Students collect over seven hundred more cans than last year
The SGA collected 3,272 cans in this year's canned food drive, improving on last year's 2,456 cans. This year, the proceeds from the canned food drive were used to benefit a local food bank in White Oak.
Maryann Dvorsky's Analysis of Algorithms class won the classroom competition with contributing 559 cans. Michael Horne's Literature as Film class and Lola Piper's Fundamentals of Computer Science class tied for second place with 439 and 345 cans respectively, as winners were based on total number of cans collected per student.

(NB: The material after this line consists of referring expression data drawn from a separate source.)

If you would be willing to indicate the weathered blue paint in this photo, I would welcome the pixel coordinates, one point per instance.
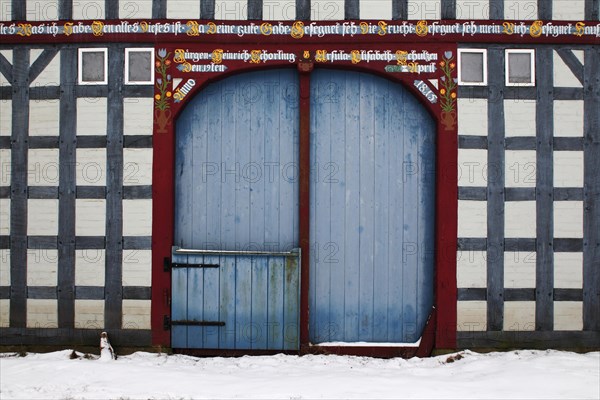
(236, 165)
(236, 188)
(254, 297)
(372, 210)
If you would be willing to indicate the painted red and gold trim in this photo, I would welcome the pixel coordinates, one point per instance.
(428, 70)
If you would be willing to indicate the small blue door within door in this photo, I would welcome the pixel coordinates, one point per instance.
(236, 200)
(371, 210)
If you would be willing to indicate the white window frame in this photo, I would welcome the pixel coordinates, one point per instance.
(478, 51)
(80, 65)
(507, 68)
(139, 50)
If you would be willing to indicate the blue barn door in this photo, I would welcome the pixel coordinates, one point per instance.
(372, 210)
(235, 276)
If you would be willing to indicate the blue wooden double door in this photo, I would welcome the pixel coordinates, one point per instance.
(236, 276)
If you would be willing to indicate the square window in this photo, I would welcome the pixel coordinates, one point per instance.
(93, 66)
(472, 67)
(139, 66)
(520, 67)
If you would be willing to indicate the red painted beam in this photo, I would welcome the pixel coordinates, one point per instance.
(446, 237)
(163, 210)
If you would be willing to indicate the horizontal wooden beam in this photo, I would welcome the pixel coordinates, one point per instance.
(531, 340)
(71, 337)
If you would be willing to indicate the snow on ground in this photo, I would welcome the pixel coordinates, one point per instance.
(516, 374)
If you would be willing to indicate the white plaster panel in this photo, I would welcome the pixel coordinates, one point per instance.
(91, 116)
(91, 167)
(42, 10)
(138, 9)
(519, 315)
(231, 9)
(137, 217)
(568, 118)
(319, 10)
(4, 313)
(90, 217)
(138, 113)
(43, 117)
(89, 314)
(568, 219)
(471, 316)
(6, 53)
(5, 167)
(42, 267)
(177, 9)
(520, 168)
(520, 9)
(471, 269)
(5, 10)
(470, 121)
(43, 167)
(88, 9)
(568, 168)
(519, 117)
(89, 267)
(375, 9)
(137, 267)
(42, 218)
(568, 10)
(4, 267)
(472, 167)
(472, 218)
(563, 77)
(5, 117)
(568, 270)
(50, 76)
(424, 9)
(136, 314)
(42, 313)
(137, 167)
(568, 315)
(4, 216)
(469, 9)
(519, 270)
(519, 219)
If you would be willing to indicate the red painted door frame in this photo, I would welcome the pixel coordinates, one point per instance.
(444, 315)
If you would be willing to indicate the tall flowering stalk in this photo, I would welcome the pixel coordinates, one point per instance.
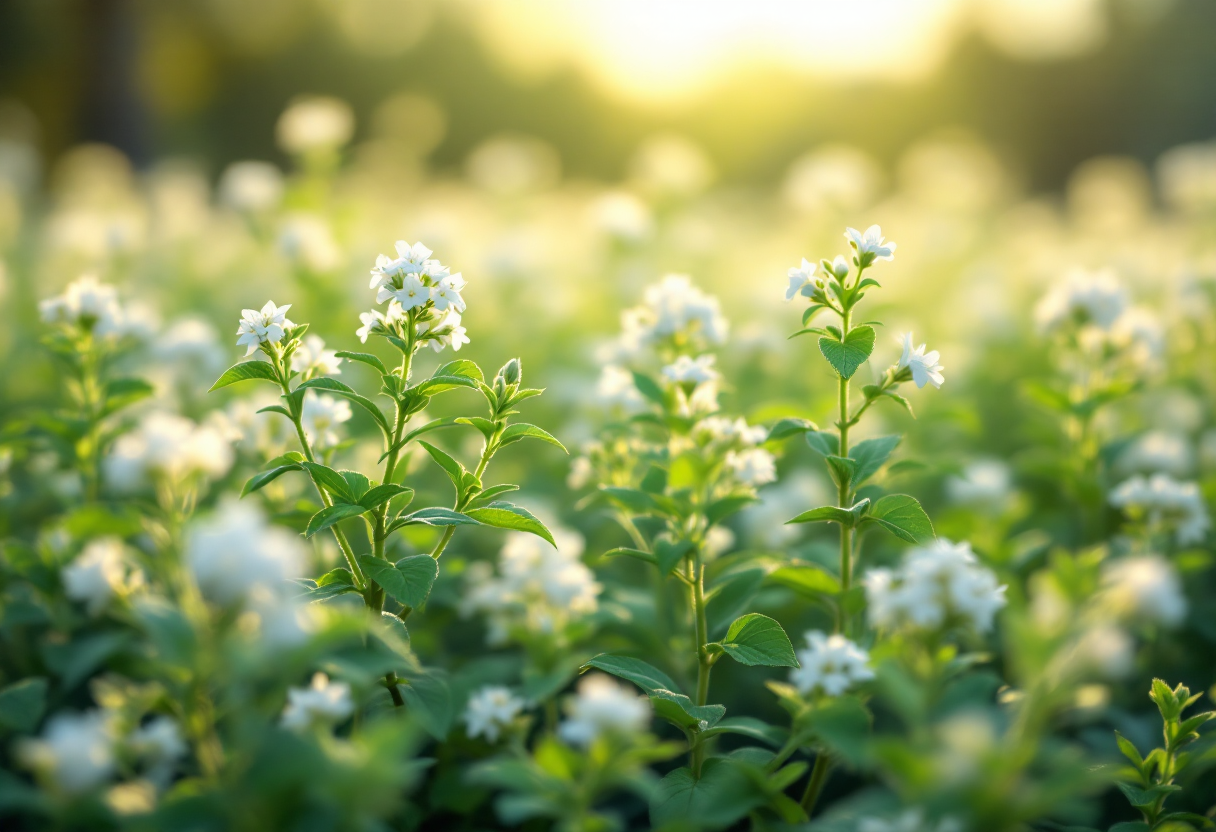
(424, 307)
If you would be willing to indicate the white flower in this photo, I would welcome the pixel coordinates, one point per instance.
(446, 293)
(602, 707)
(490, 710)
(983, 483)
(831, 664)
(321, 703)
(692, 370)
(315, 123)
(320, 416)
(924, 366)
(96, 574)
(1146, 588)
(252, 186)
(168, 447)
(86, 303)
(754, 466)
(1164, 500)
(262, 327)
(235, 550)
(870, 243)
(799, 276)
(1084, 297)
(311, 359)
(76, 752)
(936, 585)
(615, 386)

Students were able to bring in all types of canned food short of dried foods. Cans were totaled after each of the three collections, which occurred on Nov. 14, 20 and 30. A few more cans were given to the SGA office after the Nov. 30 deadline had passed.
Blazers contributed to the drive by bringing cans in to their second period class. The SGA encouraged Blazers to participate by offering incentives; the top three classes with the most cans will be awarded a free breakfast sponsored by the SGA and individuals who brought in at least four cans were given a sticker that allowed them to wear hats on the Fridays throughout November.
Dennis Heidler, who taught last year's winning class, was not able to participate directly due to his new position as Magnet Coordinator, which kept him from teaching a second period class. Instead, Heidler chose to endorse Piper's Fundamentals of Computer Science class and was active in obtaining canned food. "He came in a couple of times and gave pep talks to the kids. Some of the kids donated money and Mr. Heidler found the best buys and did the shopping," Piper said.
SGA Director of Community Outreach Margaret Khan and Deputy Director of Community Outreach Solu Bogati, who coordinated the event, attribute that success to some changes introduced to the canned food drive this year. One such change was increasing awareness of the drive by having SGA members speak to each second period class. This year, other classes, including a close fourth place effort by Richard Porac's health class, got into the spirit and made the food drive more competitive. "We got a lot of participation from classes that would not have normally participated," said Khan. Another significant change was providing each class with a cardboard box with which to hold the cans. "Giving each class a box was a great improvement and definitely helped a lot," said Bogati.
Despite all the rewards and incentives, some teachers and students believe that the experience all boils down to helping those in need. "The canned food drive is tremendously important. The cans that Blazers donate directly give families in our community food to eat at Thanksgiving and year-round. It doesn't really get any more important than that," said SGA President Eric Hysen.